1 Imperial Gallon equals 4.54609 Liters.
| Imperial Gallon (imp gal) | Liter (L) |
|---|---|
| 0.001 imp gal | 0.00454609 L |
| 0.01 imp gal | 0.0454609 L |
| 0.1 imp gal | 0.454609 L |
| 1 imp gal | 4.54609 L |
| 2 imp gal | 9.09218 L |
| 5 imp gal | 22.7305 L |
| 10 imp gal | 45.4609 L |
| 25 imp gal | 113.652 L |
| 50 imp gal | 227.305 L |
| 100 imp gal | 454.609 L |
| 500 imp gal | 2,273.05 L |
| 1,000 imp gal | 4,546.09 L |
To convert Imperial Gallons to Liters, multiply the value by 4.54609. This factor comes from the ratio of the two units' definitions: one Imperial Gallon equals 4.54609 Liters.
For example: 1 Imperial Gallon = 4.54609 Liters, and 10 Imperial Gallons = 45.4609 Liters.
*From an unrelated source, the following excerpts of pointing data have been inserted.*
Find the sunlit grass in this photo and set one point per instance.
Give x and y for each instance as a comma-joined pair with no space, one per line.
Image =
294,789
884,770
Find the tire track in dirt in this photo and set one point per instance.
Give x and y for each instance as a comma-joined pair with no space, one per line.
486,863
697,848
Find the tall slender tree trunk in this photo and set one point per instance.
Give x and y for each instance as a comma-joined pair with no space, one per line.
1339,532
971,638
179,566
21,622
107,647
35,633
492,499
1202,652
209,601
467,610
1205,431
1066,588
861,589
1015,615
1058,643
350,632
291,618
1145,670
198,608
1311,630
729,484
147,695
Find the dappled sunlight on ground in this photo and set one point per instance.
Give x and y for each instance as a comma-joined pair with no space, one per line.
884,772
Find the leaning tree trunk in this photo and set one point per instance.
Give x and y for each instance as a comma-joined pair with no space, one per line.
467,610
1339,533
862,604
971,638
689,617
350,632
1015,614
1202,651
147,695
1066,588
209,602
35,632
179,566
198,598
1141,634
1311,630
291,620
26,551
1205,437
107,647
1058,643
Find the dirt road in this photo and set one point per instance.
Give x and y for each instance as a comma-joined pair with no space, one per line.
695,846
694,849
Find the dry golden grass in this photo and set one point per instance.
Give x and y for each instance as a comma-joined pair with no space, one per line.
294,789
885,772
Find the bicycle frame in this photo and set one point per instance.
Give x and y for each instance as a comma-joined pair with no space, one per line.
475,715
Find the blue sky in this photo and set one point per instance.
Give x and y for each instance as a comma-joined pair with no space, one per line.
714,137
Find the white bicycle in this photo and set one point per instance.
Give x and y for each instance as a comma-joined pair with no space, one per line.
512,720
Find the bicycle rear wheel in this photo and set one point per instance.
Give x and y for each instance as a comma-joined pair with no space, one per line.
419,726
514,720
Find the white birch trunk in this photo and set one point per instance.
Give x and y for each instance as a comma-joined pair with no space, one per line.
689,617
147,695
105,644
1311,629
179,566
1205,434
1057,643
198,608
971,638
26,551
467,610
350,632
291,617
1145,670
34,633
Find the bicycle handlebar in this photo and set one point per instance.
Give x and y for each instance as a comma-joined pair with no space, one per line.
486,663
To convert in the reverse direction — from Liters to Imperial Gallons — multiply by 0.219969.
The imperial gallon is a unit of volume defined as exactly 4.54609 liters — approximately 20% larger than the US liquid gallon. Established in Britain in 1824 when Parliament standardized weights and measures across the Empire, it was designed to be exactly the volume occupied by 10 pounds of distilled water at a specific temperature and pressure, linking volume to mass in a way analogous to the metric system's liter-kilogram relationship.
The imperial gallon was the standard volume unit for fuel across the British Empire and remains the official fuel measure for the United Kingdom (though the UK transitioned to liters for most fuel sales in 1994) and Canada (which switched to liters in 1979). Today, its most visible remaining use is fuel economy in the UK, where it continues to be quoted as "miles per gallon" on official government testing standards, even though pumps dispense fuel in liters.
When comparing fuel efficiency across countries, the US and UK figures are not directly comparable because their gallons differ by about 20%. A US car rated at 40 mpg (US gallons) would achieve about 48 mpg in UK (imperial) gallons — a difference large enough to mislead if the distinction is missed. Canada quotes fuel consumption as liters per 100 km, which is cleaner but requires dividing to compare with either mpg figure.
The liter (L) is the fundamental practical unit of volume in the metric system, defined as exactly one cubic decimeter (a cube 10 cm on each side). Originally defined in 1795 as the volume of one kilogram of pure water at 4°C — the temperature of maximum water density — the liter was later refined to exactly 0.001 cubic meters. A liter of water weighs almost exactly one kilogram, a relationship that makes mental calculation intuitive across cooking, chemistry, and everyday life.
The liter dominates fluid commerce worldwide: bottled water, milk, juice, cooking oil, and soft drinks are sold in liters across most countries. Fuel economy is measured in liters per 100 kilometers throughout Europe and much of Asia. Engine displacement — the total swept volume of all cylinders — is measured in liters (or sometimes cubic centimeters for smaller engines): a "2.0 L engine" is a familiar car specification.
In chemistry, the liter is the standard for solution concentrations: molarity (moles per liter), normality, and mass concentrations all use the liter as the reference volume. The abbreviation "L" (uppercase, to avoid confusion with the numeral 1) is preferred in most modern usage, though "l" (lowercase) remains in some older texts. One liter equals 1,000 milliliters, 100 centiliters, or approximately 1.057 US liquid quarts.
1 Imperial Gallon equals 4.54609 Liters.
To convert Imperial Gallons to Liters, multiply by 4.54609. For example, 1 Imperial Gallon = 4.54609 Liters.
1 Liter equals 0.219969 Imperial Gallons.